The fatalities from COVID-19 are roughly 2 percent, or 2,000 out of 100,000 infections. That is far less than those of the outbreaks of related infections like SARS (Severe Acute Respiratory Syndrome) and MERS (Middle Eastern Respiratory Syndrome) earlier in this century that took the lives of 25 percent and 34 percent of those infected, respectively. But it’s more than the annual outbreaks of influenza that take the lives of 14 out of 1,000 infected patients. 

Had China not moved so boldly, the worldwide death toll could have been catastrophic. Nearly 90 percent of COVID-19 cases result only in mild symptoms. Ironically, that coupled with the fact that human to human transmission of the disease can happen almost immediately after the infection, makes the disease extremely difficult to contain, because many people think they have a cold and continue with normal work and social interaction. 

All of this points to the enormous challenge that the Chinese people have faced and validates their plan to make containment the first order of business.

China prioritizes virus containment

In addition to a strategy of keeping workplaces closed and a quarantine that at its peak affected 100 million people to varying degrees, drones sprayed disinfectant on the streets of Wuhan and broadcast messages encouraging people to stay indoors.
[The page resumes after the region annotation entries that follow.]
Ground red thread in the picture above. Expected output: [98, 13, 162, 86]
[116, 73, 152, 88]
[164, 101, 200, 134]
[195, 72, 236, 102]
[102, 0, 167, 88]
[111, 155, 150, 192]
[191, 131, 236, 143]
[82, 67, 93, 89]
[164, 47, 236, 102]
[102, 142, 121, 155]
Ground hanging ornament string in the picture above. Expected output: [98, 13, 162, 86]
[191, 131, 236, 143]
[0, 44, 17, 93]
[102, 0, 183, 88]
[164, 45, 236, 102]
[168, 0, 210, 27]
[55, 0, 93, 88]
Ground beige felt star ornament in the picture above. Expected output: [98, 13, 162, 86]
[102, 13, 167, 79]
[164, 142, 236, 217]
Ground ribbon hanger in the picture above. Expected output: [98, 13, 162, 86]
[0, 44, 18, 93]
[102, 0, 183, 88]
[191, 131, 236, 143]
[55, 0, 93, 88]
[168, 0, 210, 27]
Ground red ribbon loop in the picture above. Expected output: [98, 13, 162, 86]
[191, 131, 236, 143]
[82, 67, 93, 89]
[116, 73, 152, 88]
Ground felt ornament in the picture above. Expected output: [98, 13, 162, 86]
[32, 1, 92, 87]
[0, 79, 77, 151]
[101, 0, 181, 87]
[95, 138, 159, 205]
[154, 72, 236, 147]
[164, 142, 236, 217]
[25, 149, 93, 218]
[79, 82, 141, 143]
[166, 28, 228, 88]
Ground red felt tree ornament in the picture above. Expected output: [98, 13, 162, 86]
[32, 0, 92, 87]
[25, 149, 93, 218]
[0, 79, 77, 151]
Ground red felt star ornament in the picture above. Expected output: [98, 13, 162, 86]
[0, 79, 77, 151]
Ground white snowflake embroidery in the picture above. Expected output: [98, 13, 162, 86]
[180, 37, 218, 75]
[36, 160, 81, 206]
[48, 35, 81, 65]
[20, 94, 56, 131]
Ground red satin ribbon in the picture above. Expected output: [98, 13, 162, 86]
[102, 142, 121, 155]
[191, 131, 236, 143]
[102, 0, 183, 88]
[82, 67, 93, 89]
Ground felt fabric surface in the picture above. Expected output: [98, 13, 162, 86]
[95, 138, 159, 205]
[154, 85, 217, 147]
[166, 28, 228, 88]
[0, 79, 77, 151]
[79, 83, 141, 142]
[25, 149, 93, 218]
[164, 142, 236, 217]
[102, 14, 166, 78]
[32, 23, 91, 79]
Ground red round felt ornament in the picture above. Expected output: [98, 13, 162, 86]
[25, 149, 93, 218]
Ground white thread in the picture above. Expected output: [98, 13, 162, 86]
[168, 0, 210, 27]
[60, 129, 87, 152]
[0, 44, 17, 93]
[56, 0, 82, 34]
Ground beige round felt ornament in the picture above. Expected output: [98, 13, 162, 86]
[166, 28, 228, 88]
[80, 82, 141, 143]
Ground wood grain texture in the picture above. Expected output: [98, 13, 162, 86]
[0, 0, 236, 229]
Food was delivered to people’s doorsteps.

Although Western media accused the Chinese government of not being transparent in its efforts to combat the virus, this video posted on YouTube is an example of the material released to explain the crisis in scientific terms, the timeline of events, and offer guidelines to help curb the outbreak. 
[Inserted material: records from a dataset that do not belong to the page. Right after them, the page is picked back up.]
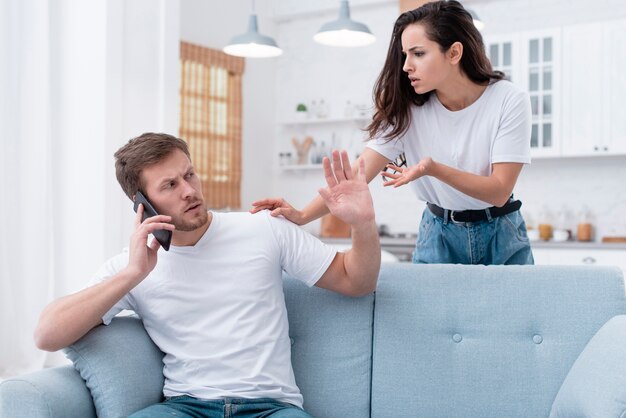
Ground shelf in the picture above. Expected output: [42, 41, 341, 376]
[280, 116, 372, 126]
[279, 164, 322, 171]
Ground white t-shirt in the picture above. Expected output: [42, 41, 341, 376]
[368, 80, 531, 210]
[95, 211, 336, 407]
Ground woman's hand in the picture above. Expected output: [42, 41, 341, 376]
[380, 157, 435, 188]
[250, 198, 306, 225]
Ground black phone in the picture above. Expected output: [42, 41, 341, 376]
[133, 191, 172, 251]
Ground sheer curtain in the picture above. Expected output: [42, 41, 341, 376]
[0, 0, 180, 379]
[0, 0, 53, 378]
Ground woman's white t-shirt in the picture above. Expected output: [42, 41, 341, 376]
[368, 80, 531, 210]
[89, 211, 336, 407]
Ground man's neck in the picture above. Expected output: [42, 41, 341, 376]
[172, 212, 213, 247]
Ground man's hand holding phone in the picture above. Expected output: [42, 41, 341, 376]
[128, 199, 175, 281]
Interviews with quarantined people and medical staff show what a hard time it has been for the Chinese people, but also the confidence that they have in the Chinese Communist Party leadership. 

The People’s Liberation Army staffed a newly built hospital — one of two new hospitals built for COVID-19 patients in record time. International help was solicited by the Chinese leadership, including a delegation of scientists from the World Health Organization, and medications to help with treatment were sought and received from other countries. 

Notably, revolutionary Cuba, one of the world’s pioneers of biotechnological medicine despite the brutal U.S. economic blockade, has provided a medicine with antiviral properties that is being used in treatment.